Moist and delicious cake covered with a crumb topping chock full of chopped toasted hazelnuts and chocolate.  Perfect for Elevensies, or Brunch!

200g of plain flour (2 cups, unbleached flour)
200g soft light brown muscovado sugar (1 cup packed)
96g of granulated sugar (1/2 cup)
115g of butter, cut into bits (1/2 cup)
3/4 tsp salt
85g of chopped toasted hazelnuts (3/4 cup)
3 ounces bittersweet chocolate, finely chopped
1 tsp bicarbonate of soda
250ml of buttermilk (1 cup)
1 large free range egg
1/2 tsp vanilla extract

Preheat the oven to 180*C/350*F/ gas mark 4.  Butter a 9 inch square baking tin and lightly dust with flour, shaking out an excess.

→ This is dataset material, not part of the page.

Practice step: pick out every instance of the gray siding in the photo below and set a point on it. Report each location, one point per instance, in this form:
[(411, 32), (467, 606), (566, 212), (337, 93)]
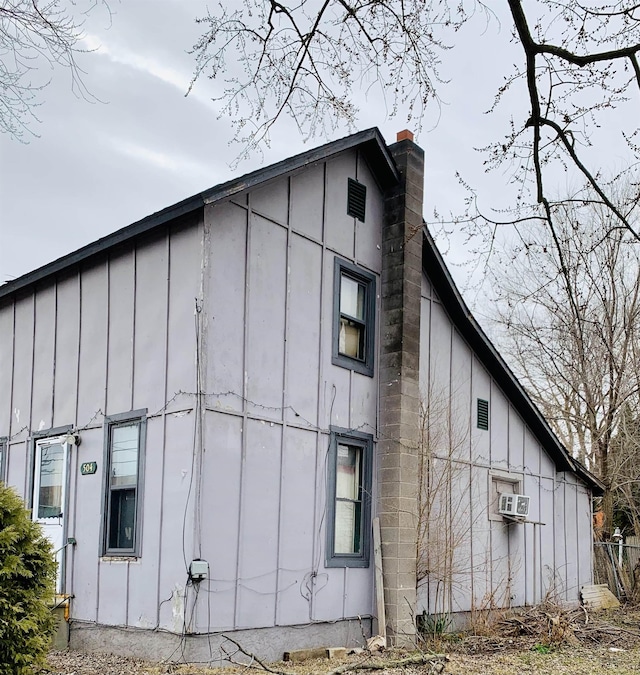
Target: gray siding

Sift the flour into a bowl.  Whisk in both sugars and the salt.  Drop in the butter.  Rub the butter into the flour mixture with your finger tips until you have a mixture resembling coarse meal.  Remove 125g for the topping (3/4 cup) and set aside in medium sized bowl.  Beat together the milk, egg and vanilla.  Stir the soda into flour mixture remaining in the large bowl and then stir in the wet ingredients, mixing only to combine.  Spread this batter into the prepared baking tin.  Stir the chopped chocolate and nuts into the topping crumbs, mixing it in well.  Sprinkle this mixture evenly over top of the batter in the pan.

Bake for about 45 minutes in the heated oven, until the cake is well risen and golden brown and a toothpick inserted in the centre comes out clean.  Cool completely in the pan, on a wire rack.  cut into squares to serve.
This will keep well for several days.